/deepl_align

Python script that uses the DeepL API to create a fully-aligned bilingual document (tmx or docx file).

Primary LanguagePython

DeepL Align

A command line script for translating a bilingual file using the DeepL API.
The translation is output as a tmx file or as a docx file table with the source and target text segments fully aligned.

Built using:

  • Python 3.10
  • python-docx 0.8.11
  • deepl 1.9.0
  • environs 9.5.0
  • pytest 7.1.2

Tmx output example:

tmx-recording.mov

Docx output example:

docx-recording.mov

To download and run:

  1. Go to the DeepL website and sign up to use the DeepL API. At the time of writing, it is possible to sign up and use the API to translate up to 500,000 characters a month for free. You will receive an authentication key.
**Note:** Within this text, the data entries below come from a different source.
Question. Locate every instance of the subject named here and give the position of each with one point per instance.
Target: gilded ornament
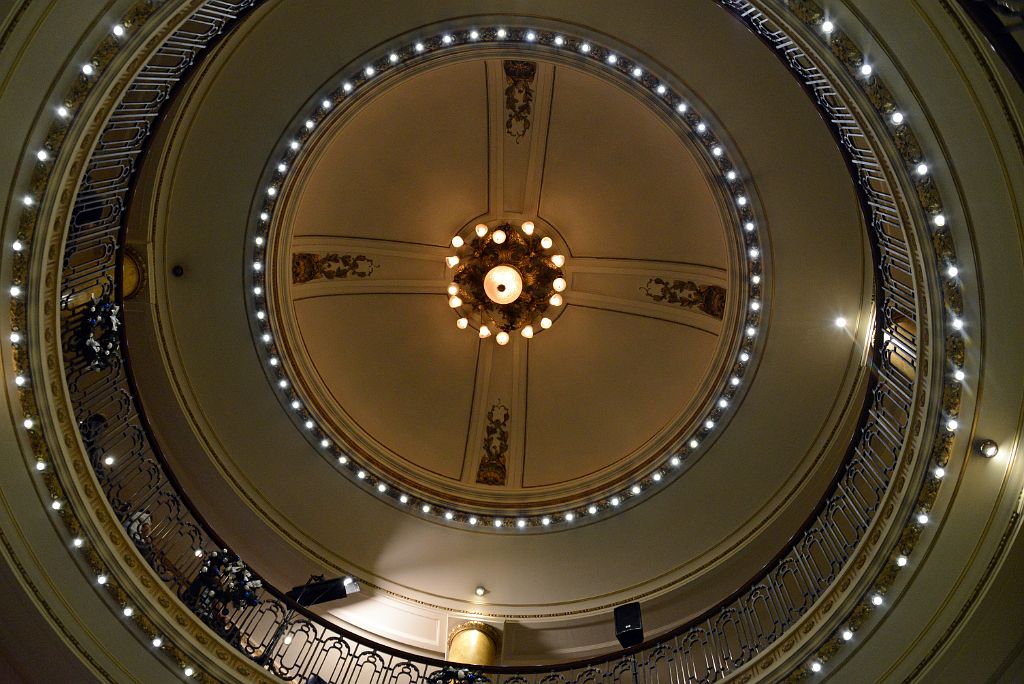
(496, 446)
(518, 96)
(709, 299)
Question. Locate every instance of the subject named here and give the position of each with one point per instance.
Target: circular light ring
(18, 316)
(679, 107)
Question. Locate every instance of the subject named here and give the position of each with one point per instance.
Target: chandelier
(503, 281)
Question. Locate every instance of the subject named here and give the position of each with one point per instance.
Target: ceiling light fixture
(502, 282)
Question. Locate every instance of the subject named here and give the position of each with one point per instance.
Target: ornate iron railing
(295, 643)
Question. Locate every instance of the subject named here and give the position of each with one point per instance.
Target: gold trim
(474, 625)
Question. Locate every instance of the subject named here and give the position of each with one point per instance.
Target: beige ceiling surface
(558, 416)
(249, 466)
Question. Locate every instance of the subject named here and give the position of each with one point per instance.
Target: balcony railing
(295, 643)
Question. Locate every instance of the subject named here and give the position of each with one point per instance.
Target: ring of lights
(728, 177)
(34, 239)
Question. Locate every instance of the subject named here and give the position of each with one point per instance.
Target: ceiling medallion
(732, 177)
(504, 281)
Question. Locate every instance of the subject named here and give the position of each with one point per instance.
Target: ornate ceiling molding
(57, 435)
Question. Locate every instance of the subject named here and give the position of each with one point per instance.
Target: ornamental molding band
(351, 450)
(518, 96)
(708, 299)
(307, 266)
(837, 572)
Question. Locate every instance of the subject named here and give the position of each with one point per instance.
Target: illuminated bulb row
(897, 119)
(715, 150)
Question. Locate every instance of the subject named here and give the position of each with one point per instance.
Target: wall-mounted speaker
(629, 626)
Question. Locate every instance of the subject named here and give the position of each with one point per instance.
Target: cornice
(64, 442)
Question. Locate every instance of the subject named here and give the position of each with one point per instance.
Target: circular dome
(530, 428)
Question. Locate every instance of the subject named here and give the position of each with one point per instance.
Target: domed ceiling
(360, 279)
(348, 359)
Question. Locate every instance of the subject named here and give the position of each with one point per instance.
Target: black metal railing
(295, 643)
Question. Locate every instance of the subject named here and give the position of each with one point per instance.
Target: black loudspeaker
(629, 626)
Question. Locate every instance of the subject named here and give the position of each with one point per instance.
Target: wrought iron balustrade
(293, 642)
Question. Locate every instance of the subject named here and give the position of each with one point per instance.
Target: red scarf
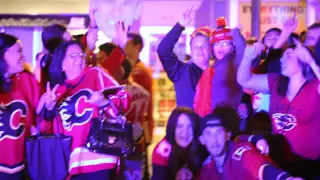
(203, 97)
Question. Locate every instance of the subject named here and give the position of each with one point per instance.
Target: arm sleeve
(144, 78)
(169, 60)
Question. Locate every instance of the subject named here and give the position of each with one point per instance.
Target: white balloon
(111, 11)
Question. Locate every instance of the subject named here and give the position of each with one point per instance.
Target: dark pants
(99, 175)
(15, 176)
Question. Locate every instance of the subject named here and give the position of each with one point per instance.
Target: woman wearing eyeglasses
(19, 96)
(74, 84)
(218, 85)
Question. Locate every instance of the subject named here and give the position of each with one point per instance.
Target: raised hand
(121, 33)
(51, 96)
(290, 24)
(253, 51)
(188, 17)
(302, 52)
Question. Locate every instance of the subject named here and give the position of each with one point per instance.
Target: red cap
(221, 22)
(222, 33)
(204, 30)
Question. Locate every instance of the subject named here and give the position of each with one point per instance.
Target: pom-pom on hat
(221, 33)
(204, 30)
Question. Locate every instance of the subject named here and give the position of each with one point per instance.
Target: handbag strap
(55, 109)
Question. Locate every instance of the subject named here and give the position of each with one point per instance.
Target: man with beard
(229, 160)
(185, 76)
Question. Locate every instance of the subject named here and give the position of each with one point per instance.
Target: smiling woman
(11, 59)
(19, 95)
(179, 151)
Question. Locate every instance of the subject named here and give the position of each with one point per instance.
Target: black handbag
(48, 155)
(111, 135)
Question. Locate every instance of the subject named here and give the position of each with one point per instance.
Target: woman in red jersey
(294, 97)
(74, 83)
(19, 95)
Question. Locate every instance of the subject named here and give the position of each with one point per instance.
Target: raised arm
(288, 27)
(305, 56)
(170, 62)
(240, 45)
(244, 76)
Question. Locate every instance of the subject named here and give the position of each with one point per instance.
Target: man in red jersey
(229, 160)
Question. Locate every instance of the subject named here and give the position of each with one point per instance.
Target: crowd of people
(217, 131)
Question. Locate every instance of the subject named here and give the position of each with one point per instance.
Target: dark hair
(107, 48)
(180, 157)
(283, 81)
(136, 39)
(57, 76)
(6, 41)
(314, 26)
(52, 36)
(197, 35)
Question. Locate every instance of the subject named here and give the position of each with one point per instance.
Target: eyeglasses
(223, 43)
(199, 47)
(75, 55)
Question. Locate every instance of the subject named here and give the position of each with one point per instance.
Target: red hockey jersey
(138, 109)
(17, 119)
(297, 120)
(75, 115)
(243, 162)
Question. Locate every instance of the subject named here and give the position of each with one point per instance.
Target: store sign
(16, 20)
(272, 14)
Keep this safe as you will need it later.

Then, using the terminal:

  1. Clone this repo.
    git clone https://github.com/4ka0/deepl_align.git

  2. Move into the project folder.
    cd deepl_align

  3. Create and activate a virtual environment.
    (Example using venv:)
    python3 -m venv venv
    source venv/bin/activate

  4. Update pip (package manager).
    python -m pip install --upgrade pip

  5. Install the dependencies.
    python -m pip install -r requirements.txt

  6. In the root directory of the project, create a file called .env.
    touch .env
    In the .env file, write the following line.
    export AUTH_KEY=(your DeepL authentication key)
    Note there should be no space after the equals sign.
    And replace "(your DeepL authentication key)" with your actual key

  7. Run the script.
    To output a docx file:
    python translate.py docx source-text.docx
    To output a tmx file:
    python translate.py tmx source-text.docx
    To provide DeepL with a glossary of preferred terms to be used in the translation:
    python translate.py tmx source-text.docx glossary.txt
    Note that the glossary should be a tab-delimited text file having the following format on each line.
    source-term<tab>target-term
    (Replace <tab> with an actual tab character.)